SELVINO. I TORNANTI E I CAMPIONI DIMENTICATI

PROFESSIONISTI | 19/05/2017 | 07:08
Arriva il Giro d’Italia e in vista della corsa rosa il Velo Club Selvino, associazione seriana organizzatrice di eventi per ciclisti ed amatori, ha scelto di dedicare la salita di Selvino ai ciclisti orobici che hanno fatto grande questo sport.
“La salita dei campioni bergamaschi”, come è stata nominata, è composta da 19 tornanti salendo da Nembro verso la cittadina dell’altopiano, e ciascuno di essi è stato dedicato ad un atleta.
Chi sale ora il Selvino trova ad ogni curva un cartello informativo con altitudine sul livello del mare, distanza chilometrica e numero di tornante, oltre al nome del campione a cui è dedicato. L’ultimo tornante, il numero uno, è stato dedicato a Felice Gimondi, mentre i due che precedono la vetta sono dedicati ad altri due vincitori del Giro quali Ivan Gotti e Paolo Savoldelli.

L’ELENCO DEI CAMPIONI SCELTI PER I TORNANTI DI SELVINO:
1. Felice Gimondi
2. Ivan Gotti
3. Paolo Savoldelli
4. Antonio e Guglielmo Pesenti
5. Pietro e Vittorio Algeri
6. Gaetano e Gianbattista Baronchelli
7. Giuseppe Guerini
8. Flavio Giupponi
9. Claudio Corti
10. Valerio Tebaldi
11. Wladimir Belli
12. Mirco Gualdi
13. Marco Pinotti
14. Giovanni Fidanza
15. Attilio Rota
16. Paolo Lanfranchi
17. Ennio Vanotti
18. Oliviero Morotti
19. Diego Magoni

Ed è proprio leggendo questa lista che nascono dubbi e perplessità. Ferma restando la libertà di scelta da parte dei promotori dell’iniziativa, ci chiediamo: con quale criterio sono stati scelti i nomi dei corridori? Non per il solo palmares, non per le partecipazioni al Giro d’Italia, non per le vittorie ottenute nella corsa rosa e neanche per gli anni di militanza nel professionismo. Per una iniziativa che vuole celebrare «La salita dei campioni bergamaschi» ci sembra che manchino davvero nomi importanti di atleti che hanno scritto pagine significative nella storia del nostro sport: in ordine sparso, e sicuramente omettendo qualche nome, citiamo per esempio i vincitori di tappa al Giro d’Italia come Luca Gelfi, Angelo Lecchi, Mario Manzoni, Silvestro Milani, Eddy Mazzoleni, Alessandro Paganessi, Serge Parsani, Oscar Pellicioli, Vittorio Seghezzi, Marco Serpellini.
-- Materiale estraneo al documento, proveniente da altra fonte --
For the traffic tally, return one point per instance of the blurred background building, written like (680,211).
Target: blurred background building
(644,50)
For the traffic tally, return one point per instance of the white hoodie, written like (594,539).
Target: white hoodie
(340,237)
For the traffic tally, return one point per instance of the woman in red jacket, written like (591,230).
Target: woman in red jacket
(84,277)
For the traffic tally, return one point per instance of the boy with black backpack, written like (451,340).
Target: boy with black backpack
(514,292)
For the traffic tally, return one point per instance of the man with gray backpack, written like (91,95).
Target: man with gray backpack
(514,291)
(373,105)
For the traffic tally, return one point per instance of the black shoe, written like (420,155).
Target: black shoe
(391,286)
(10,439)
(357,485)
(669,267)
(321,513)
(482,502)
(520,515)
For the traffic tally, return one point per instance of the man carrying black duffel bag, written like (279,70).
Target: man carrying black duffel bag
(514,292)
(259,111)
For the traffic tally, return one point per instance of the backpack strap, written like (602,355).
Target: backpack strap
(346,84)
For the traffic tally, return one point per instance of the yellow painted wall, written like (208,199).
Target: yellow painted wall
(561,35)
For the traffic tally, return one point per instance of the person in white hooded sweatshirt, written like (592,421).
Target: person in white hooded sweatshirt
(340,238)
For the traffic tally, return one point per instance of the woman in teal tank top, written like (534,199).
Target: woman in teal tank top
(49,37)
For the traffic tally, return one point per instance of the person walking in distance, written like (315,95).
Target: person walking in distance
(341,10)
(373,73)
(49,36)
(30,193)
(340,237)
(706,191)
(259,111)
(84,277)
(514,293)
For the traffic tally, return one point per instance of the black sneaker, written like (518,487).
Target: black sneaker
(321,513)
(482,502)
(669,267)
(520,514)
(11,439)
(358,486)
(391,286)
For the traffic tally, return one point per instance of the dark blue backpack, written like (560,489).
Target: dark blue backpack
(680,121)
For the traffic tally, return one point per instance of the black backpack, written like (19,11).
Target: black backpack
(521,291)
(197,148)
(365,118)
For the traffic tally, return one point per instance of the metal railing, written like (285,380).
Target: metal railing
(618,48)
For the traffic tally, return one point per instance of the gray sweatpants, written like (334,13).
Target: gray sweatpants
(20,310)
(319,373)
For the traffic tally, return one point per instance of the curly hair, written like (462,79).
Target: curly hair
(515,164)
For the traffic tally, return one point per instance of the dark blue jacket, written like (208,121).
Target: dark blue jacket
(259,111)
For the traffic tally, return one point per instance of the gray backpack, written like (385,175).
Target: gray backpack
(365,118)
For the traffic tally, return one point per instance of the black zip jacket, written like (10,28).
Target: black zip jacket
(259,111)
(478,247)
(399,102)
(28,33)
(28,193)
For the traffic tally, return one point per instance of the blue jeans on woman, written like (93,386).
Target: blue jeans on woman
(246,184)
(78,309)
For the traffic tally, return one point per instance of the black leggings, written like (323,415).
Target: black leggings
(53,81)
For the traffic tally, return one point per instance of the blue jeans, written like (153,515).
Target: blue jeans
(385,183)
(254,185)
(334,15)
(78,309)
E ancora gregari importanti e atleti di indubbio valore come come Ermanno Brignoli, Rossano  Brasi, Osvaldo Bettoni, Vittorio Casati, Paolo e Gianluca Valoti, Giacomo Fornoni, Patrizio Gambirasio, Bruno Zanoni ultima maglia nera del Giro, Walter Polini, Walter Clivati, Mario Noris, Sergio Finazzi, Luca Rota, Pier Giacomo Arrigoni, Stefano Tomasini, Gianfranco Foresti, Valentino Fois o Alessandro Vanotti.

Non stiamo a dilungarci nell’elencare vittorie, presenze al Giro, grandi imprese di questi corridori che sicuramente hanno scritto importanti pagine di storia del ciclismo orobico.

Per essere ancora più chiari e senza nessun accanimento personale, per esempio stride molto la presenza di Diego Magoni tra i campioni che hanno un tornante dedicato: classe 1955, è stato infatti professionista nel 1977 con la GBC e nel 1978 con Zoppas prima e Willora poi, non ha mai corso il Giro d’Italia e all’attivo ha una sola vittoria, una tappa del Giro di Gran Bretagna.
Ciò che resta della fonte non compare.